Ok. But that's just not good enough for me. To me that says that Heeb magazine just doesn't get it. We're at a point when Jewish music is exploding. There are new bands announcing themselves almost daily. We've got both massive crossover artists like Matisyahu and Y-Love and great new indie bands (the Shondes). We've got an jazz scene. Sephardic music is coming alive and the classical scene is growing fast. And, of course, the klezmer revival has hit a point where I can't imagine a town in the US with any reasonable sized Jewish community not having at least one klezmer band. Jewish songleader (singer/songwriter) types are on constant tour.

But evidently none of that matters. Because, to Jay and Heeb, having a vague "sense of community" is enough. Don't worry if that community has no Jewish character. Don't worry if that community perpetuates the marginalization of Jewish culture, even in the face of it's resurgence. Don't actually be Jewish (what ever that means to you). None of that matters. Just don't forget to show up, bring a friend, and wear the damn t-shirt.


Anonymous said...

big up that

Jennie said...

I am shocked that Diamond Days doesn't have any of the Jewish music renaissance groups (JDub artists, Tzadik artists) that we -- younger Jews -- are so darn excited about! We advertise heavily with Heeb because we find businesses and people looking for the pulse of the new-Jew world, still go to Heeb. If you think Heeb is slipping, who's going to be the new-Jew media leader? Got opinions -- would love to hear them!

Jennie, Founder ModernTribe.com

Jack said...

Jennie, that's a great question and I'd love to hear everyone's opinion about it.

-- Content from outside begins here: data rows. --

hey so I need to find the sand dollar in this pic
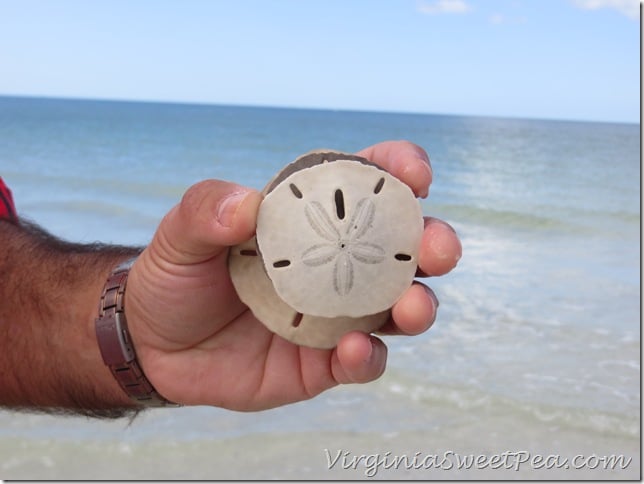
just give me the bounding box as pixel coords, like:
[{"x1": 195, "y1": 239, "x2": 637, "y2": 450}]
[
  {"x1": 228, "y1": 151, "x2": 424, "y2": 348},
  {"x1": 257, "y1": 155, "x2": 423, "y2": 318}
]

I don't think that Heeb is slipping, I think they never had a clue and really don't want one. My big frustration is that I don't see any Jewish magazine or media outlet really championing the revival in Jewish culture and religion that I see happening right now. Heeb's vision of that revival is really different than mine. They (in my opinion) think that the revival is about assimilated Jews wearing Jewish stars instead of Nike swooshes. It's a brand identity kind of vision. While better than nothing, I think that seriously underestimates and undervalues what's really happening out there. I see young Jews looking to reclaim our heritage, both cultural and religious, in a significant way. The explosion in Jewish music absolutely reflects that.